I see the diagram left out the one I would like to add: pg_serial. pg_serial is used to track summarized information about committed serializable transactions which might still become part of a serialization failure rolling back some not-yet-committed transaction to protect data integrity.
The catalog cache is information from the system tables which describes the tables, indexes, views, etc. in the database. If you had to re-read that from the system tables each time, it would be slow. Even shared memory would be clumsy for that, so each backend process has its own cache of system catalog data for fast lookup. When anything changes, all backends are sent a signal to update or reload their cache data. When pages are read or written, they go through the OS cache, which is not directly under PostgreSQL control. The optimizer needs to keep track of a lot of information while it parses and plans a query, which is why that is shown. A plan has execution nodes, some of which may need to use memory; that is where work_mem comes in -- a sort or hash table (as examples) will try not to exceed work_mem *for that node*. It is significant that one query might use quite a few nodes which each allocate memory up to work_mem. But since most queries are simpler and might not use any work_mem allocations, people often do their calculations based on an expected maximum of one allocation per backend (i.e., per connection). But that could be off by quite a bit if all connections might be running queries with five nodes allocating memory.

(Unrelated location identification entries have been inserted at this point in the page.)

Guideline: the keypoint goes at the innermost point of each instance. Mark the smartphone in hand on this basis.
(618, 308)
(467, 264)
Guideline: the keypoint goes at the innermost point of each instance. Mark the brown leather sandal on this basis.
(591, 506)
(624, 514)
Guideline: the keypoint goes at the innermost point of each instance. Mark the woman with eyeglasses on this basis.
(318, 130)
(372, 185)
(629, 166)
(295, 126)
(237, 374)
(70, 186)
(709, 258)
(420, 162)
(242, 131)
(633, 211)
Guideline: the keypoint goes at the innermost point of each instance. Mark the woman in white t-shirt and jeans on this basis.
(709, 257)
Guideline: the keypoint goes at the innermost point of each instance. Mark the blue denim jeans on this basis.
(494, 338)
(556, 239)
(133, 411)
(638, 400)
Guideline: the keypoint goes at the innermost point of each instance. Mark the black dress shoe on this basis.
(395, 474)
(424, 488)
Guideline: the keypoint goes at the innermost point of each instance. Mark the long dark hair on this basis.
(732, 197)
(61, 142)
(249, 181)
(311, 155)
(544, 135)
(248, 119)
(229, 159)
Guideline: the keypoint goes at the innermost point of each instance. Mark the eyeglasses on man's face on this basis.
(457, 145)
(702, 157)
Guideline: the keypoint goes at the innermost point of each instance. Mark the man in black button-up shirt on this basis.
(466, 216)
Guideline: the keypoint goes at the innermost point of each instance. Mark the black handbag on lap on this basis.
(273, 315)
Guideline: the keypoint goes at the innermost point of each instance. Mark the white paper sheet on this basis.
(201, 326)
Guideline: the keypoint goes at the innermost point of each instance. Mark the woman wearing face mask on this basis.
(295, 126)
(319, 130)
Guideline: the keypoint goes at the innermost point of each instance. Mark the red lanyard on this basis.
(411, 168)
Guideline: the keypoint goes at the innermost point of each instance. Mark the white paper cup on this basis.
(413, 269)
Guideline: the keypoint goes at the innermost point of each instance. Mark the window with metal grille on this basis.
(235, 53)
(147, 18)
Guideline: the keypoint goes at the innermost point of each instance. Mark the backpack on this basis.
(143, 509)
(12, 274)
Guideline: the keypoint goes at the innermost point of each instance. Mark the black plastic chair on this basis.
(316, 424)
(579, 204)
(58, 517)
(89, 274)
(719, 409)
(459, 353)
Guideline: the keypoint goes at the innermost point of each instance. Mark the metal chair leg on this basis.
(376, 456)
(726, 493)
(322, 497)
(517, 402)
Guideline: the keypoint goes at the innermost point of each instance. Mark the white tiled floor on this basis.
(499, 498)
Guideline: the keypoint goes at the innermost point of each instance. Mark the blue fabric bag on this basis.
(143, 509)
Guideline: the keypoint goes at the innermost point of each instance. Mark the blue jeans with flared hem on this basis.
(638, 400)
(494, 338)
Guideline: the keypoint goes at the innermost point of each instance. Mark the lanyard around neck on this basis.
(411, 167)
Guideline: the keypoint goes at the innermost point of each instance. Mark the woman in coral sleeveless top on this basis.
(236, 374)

It is worth noting that if there is enough RAM on the machine to have a good-sized OS cache, a PostgreSQL page read will often just be a copy from system cache to pg shared_buffers, and a page write will often just be a copy from pg shared_buffers to the system cache. The fsync of tables which is part of the checkpoint process is when they are actually written from the OS to the storage system. But even there a server may have a battery-backed RAM cache, so the OS write to storage is often just a copy in RAM.... unless there is so much writing that the RAID controller's cache fills, at which point writes suddenly become hundreds of times slower than they were.

Other interesting dynamics: pg will try to minimize disk writes by hanging onto dirty buffers (ones which have logically been updated) before writing them to the OS. But buffers may need to be written so they can be freed so that a new read or write has a buffer to use. If a request to read a page or write to a new buffer can't find an idle page, the query might need to write a buffer dirtied by some other backend before it can do its read (or whatever). The background writer can help with this. It tries to watch how fast new pages are being requested and write out dirty pages at a rate which will stay ahead of demand.